La oficina de don Baltasar era muy
importante porque en ella se despachaban asuntos de muchísimo dinero, y como,
en último resultado, el que entendía y en realidad resolvía las arduas
cuestiones de minas o cosa así de que se trataba, era don Baltasar, y solo él;
los que entendían de veras la aguja de marear querían y procuraban tenerlo de
su parte; pues aún suponiendo que más arriba se quisiera atender más al favor
que a la justicia y a la ley, mucho era, y en ocasiones indispensable,
contar con el informe de aquel perito incorruptible. Una emperatriz o cosa así,
tenía grandísimos intereses en cierto negocio famoso, y era, abogado y
principal agente de la ilustre dama un santón político de los primeros, muy
popular, elocuente... y largo. No se anduvo en chiquitas; con sus aires
democráticos, subió al cuarto piso de Miajas, y entre bromitas, confianzas,
promesas y veladísimas amenazas procuró ganar el ánimo del modestísimo empleado de diez mil reales,
de quien ¡oh, escándalo! en realidad dependía aquel asunto que importaba tantos
millones. -Pero ¡ay, amigo! que el ilustre prócer no tenía razón; y Miajas,
avergonzado, sintiéndolo infinito, como si cometiera un delito de lesa majestad
o por lo menos de lesa soberanía nacional... dijo nones, y el señor aquél,
elocuentísimo, jefe de partido, casi árbitro de los destinos del país, en
ocasiones, tuvo que bajar el ciento y pico de escaleras, lo mismo que las había
subido, sin sacar nada en limpio, porque allí no se podía hacer nada sucio.

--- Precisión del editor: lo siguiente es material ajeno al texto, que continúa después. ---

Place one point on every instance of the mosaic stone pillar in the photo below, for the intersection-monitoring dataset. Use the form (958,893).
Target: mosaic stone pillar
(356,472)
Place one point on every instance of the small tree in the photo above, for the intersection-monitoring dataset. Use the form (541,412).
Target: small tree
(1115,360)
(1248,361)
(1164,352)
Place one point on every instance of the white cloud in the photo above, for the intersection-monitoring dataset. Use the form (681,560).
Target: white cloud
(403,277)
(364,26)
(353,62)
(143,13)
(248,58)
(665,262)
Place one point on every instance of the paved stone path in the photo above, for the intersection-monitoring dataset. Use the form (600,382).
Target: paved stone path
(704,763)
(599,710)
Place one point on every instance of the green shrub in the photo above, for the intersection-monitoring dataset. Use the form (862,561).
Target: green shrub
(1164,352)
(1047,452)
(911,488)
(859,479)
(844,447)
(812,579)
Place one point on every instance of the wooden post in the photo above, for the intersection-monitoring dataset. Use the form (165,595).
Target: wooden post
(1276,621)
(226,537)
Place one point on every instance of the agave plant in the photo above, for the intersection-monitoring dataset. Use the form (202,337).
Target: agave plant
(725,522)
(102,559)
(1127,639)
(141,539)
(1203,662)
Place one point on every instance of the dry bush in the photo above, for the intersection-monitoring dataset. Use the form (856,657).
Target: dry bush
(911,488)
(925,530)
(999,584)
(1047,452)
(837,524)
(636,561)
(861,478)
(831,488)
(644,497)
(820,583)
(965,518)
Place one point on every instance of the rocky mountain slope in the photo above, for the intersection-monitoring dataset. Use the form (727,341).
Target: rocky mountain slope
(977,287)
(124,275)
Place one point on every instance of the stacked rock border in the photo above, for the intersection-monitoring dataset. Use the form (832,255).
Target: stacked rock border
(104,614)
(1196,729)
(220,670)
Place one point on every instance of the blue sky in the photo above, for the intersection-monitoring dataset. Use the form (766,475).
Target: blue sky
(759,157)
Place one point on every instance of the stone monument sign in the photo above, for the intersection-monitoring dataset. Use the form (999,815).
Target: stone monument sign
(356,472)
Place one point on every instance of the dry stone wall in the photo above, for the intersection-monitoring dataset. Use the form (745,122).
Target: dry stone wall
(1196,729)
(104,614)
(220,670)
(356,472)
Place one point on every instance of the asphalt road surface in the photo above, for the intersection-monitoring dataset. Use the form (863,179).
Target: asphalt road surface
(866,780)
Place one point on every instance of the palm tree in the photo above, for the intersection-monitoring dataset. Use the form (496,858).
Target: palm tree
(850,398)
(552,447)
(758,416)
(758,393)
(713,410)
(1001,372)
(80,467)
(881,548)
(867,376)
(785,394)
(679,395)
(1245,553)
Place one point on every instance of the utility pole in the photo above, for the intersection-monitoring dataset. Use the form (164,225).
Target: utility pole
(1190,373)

-Este triunfo no dejaba de halagar a don Baltasar, más que por el mérito de su
honrada resistencia, por el honor de haber tenido en su casa, y suplicándole en
vano y tratando de convencerle a tan conspicuo personaje. Sin embargo, se le
mezclaba esta satisfacción con el remordimiento de no haber podido complacer a
una eminencia como aquella, y también tenía
cierto escozor que era así como
vagos temores de que algún día aquel prócer se vengara dejándole cesante,
o por lo menos... bajándole a ocho.
La otra visita fue de otro santón no menos
ilustre o influyente, también demócrata y que era un especialista en materias
de conciencia. Cuando él, en un discurso decía: ¡Mi conciencia! Parecía decir:
¡Mis pergaminos! Pues él también andaba en cosas de minas, y también subió las
cien escaleras y pico. Pero éste hizo ante todo grandes protestas de la pureza
de sus intenciones; con toda sinceridad mostraba el gran disgusto que tenía
solo con pensar que don Baltasar pudiera creer que venía a sobornarle, a
deslumbrarle... Venía a convencerle; no tenía que esperar Miajas ni premio ni
castigo, resolviese lo que quisiera. Se hablaba a su convicción y nada más. Y
el señor de la conciencia sacó unos papelitos y los leyó; y discutieron él y
Miajas, y después de dos horas, con la mayor naturalidad, don Baltasar declaró
que aquel ilustre prohombre tenía razón, que la ley estaba con él y que el
negociado informaría, si a él se le hacía caso, como pedía el insigne
caballero, que de resultas se ganaría acaso millones. Y se fue el señor
rectísimo, dejando a Miajas los papelitos aquellos, con su firma, y no volvió
en la vida; ni el empleado de diez mil reales le debió jamás favor alguno ni se
lo encontró cara a cara otra vez. No importaba: él guardaba como un tesoro los papelitos y sin decírselo
a nadie, saboreaba el orgullo de haber tenido ante sí, tan fino, tan amable, al
hombre más severo de España, al Catón más tieso de la Península. Pero
después de algún tiempo fue olvidando la aventura y por fin ya disfrutaba de la
contemplación de la propia honradez como
de una cosa muy insípida, sin mérito grande, aunque indispensable. Estaba
dispuesto a morir de hambre antes que a prevaricar en lo más insignificante.
Pero el placer de este estado de alma era ya para él muy inferior al que le
proporcionaba la solución de un jeroglífico.